The command is described below.

bst deploy lambda


The deploy lambda command allows you to deploy a Node/JavaScript lambda function to AWS


  • The command currently only supports Node/JavaScript Lambdas and only works on OS X and Linux
  • You need to have an AWS account with appropriate privileges and credentials
  • Considering the options and complexity of the Amazon web services, this tool wasn't meant to be a production deploy tool, but it will help you to quickly verify your skill on the device
  • npm and zip commands need to be installed and seen in your $PATH. On OS X the zip is installed by default. On Linux you may have to install it, depending on your distribution.


To use it, invoke it with a Node/JavaScript Lambda project folder to install.


$ bst deploy lambda <PATH_TO_LAMBDA_PROJECT>


$ bst deploy lambda ../test/resources/deployProject

You can learn more here at our Node.js Tutorial:


The --verbose flag will print out a more detailed chit-chat about what's happening.

To use it, just start up the command with

$ bst deploy lambda ../test/resources/deployProject --verbose

With the --lambdaName option you can name your lambda function. By default the tool will use your folder name.

To use it, just start up the command with

$ bst deploy lambda ../test/resources/deployProject --lambdaName BestSkillEver

The function will be named BestSkillEver instead of the deployProject.


Installing a lambda requires the creation of a few extras, like an IAM role with policy. Also you need to specify a few other things. This tool is a quick test tool, it will install the function with some reasonable parameters. You can tweak a them in the BST configuration file (.bst/config in your home folder). BST tools will create the config file for you at the first run. It is a JSON file. It looks like this below.

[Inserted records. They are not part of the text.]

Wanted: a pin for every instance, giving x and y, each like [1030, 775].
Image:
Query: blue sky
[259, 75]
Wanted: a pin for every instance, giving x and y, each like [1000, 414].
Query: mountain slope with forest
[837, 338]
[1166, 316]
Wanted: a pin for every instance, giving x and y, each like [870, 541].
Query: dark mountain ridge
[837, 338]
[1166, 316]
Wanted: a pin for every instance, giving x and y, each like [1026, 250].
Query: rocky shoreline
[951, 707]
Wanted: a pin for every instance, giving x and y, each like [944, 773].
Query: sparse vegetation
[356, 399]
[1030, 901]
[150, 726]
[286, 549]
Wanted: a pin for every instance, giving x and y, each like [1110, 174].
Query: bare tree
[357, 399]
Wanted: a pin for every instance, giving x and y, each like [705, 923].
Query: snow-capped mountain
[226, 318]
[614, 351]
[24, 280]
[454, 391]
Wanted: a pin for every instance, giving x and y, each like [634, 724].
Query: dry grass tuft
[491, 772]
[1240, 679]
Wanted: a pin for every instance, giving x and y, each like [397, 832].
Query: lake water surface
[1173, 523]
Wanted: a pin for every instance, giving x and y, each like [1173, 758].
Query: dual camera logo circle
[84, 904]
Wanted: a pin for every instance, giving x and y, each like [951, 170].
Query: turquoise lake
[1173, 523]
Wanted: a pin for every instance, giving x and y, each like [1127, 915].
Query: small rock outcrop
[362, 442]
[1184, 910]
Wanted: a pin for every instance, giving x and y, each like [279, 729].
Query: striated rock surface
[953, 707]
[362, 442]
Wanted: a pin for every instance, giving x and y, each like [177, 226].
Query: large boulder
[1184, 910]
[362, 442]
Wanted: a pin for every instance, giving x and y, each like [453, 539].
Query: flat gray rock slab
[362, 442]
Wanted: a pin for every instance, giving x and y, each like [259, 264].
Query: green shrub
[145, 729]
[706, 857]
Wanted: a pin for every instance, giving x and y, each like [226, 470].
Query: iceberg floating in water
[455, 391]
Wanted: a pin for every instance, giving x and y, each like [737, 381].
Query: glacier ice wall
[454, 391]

This command uses the lambdaDeploy section of the file.

    "nodeID": "fdd376c8-3d3e-4a48-8b74-4d80a11924af",
    "lambdaDeploy": {
        "runtime": "nodejs4.3",
        "role": "lambda-bst-execution",
        "handler": "index.handler",
        "description": "My BST lambda skill",
        "timeout": 3,
        "memorySize": 128,
        "vpcSubnets": "",
        "vpcSecurityGroups": "",
        "excludeGlobs": "event.json"

Again, this tool is to get you going quickly with your lambda function, so the configuration parameters are far from the available tweaks AWS offers. The fields are self explanatory (I hope).

Notes about AWS

  • The command will try to use your credentials from the usual AWS config folder (.aws/credentials in your home folder). If you installed the aws command line tools you probably already have it. Alternatively you can set the AWS_SECRET_ACCESS_KEY and AWS_ACCESS_KEY_ID shell environment variables to provide the keys.

  • The command will create automatically a basic role for your Lambda function (a role your lambda assumes when it runs). This role has access to Dynamo for persistence, AWS logs and S3. If you need more, add more policies or use your own role in BST config above.

Notes about the Lambda project folder

  • The tool uses npm and zip under the hood to package your project. Make sure your project follows the conventions of the Node.js projects. With --verbose you can see the actual zip file path that was deployed to AWS. Take a peek inside to make sure you have all the pieces (dependencies for instance) if your lambda function doesn't work.